TGH’s asset portfolio is rich in farming whenua, fishing quota and both pine and exotic forests, and that offers the opportunity to extract more value by building a brand strong on provenance.
Provenance is taken from the French word ‘provenir’ which means ‘to come from’. It’s growing in importance in the food industry as consumers become more aware of how food is produced, the origins of ingredients, ethics used to produce and transport goods and, of course, sustainability.
“Being an iwi organisation with our own tribal whenua and many of our own people working on the land, we have a great story about where our food and fibre comes from and how we produce it,” says Hemi.

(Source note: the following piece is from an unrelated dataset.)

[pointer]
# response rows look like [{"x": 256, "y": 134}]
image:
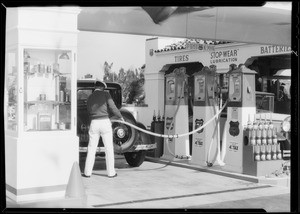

“Currently we sell our food and forestry products to processors who then on-sell them as part of the commodity mix – whether it’s milk powder, meat, seafood, or logs. But I believe we can take more control of our destiny by telling our unique story of iwi ownership and kaitiakitanga (guardianship). That way we can become the ‘price setter’ not the ‘price receiver’.”
There’s also the opportunity to supply TGH-owned hotels with our own meat and seafood products. But it doesn’t stop there.
“The vision is to see the timber in our forests used to build homes for our people; working in partnership with timber mills and local construction businesses to build homes for our whanau. To see it through from tree to new whare,” says Hemi.
Hemi says while there’s a lot of work to be done, it’s a vision that is shared across the Natural Resources team for how it can deliver on ‘manaaki whenua, manaaki taangata, haere whakamua’ - ‘look after the land, look after the people and go forward’.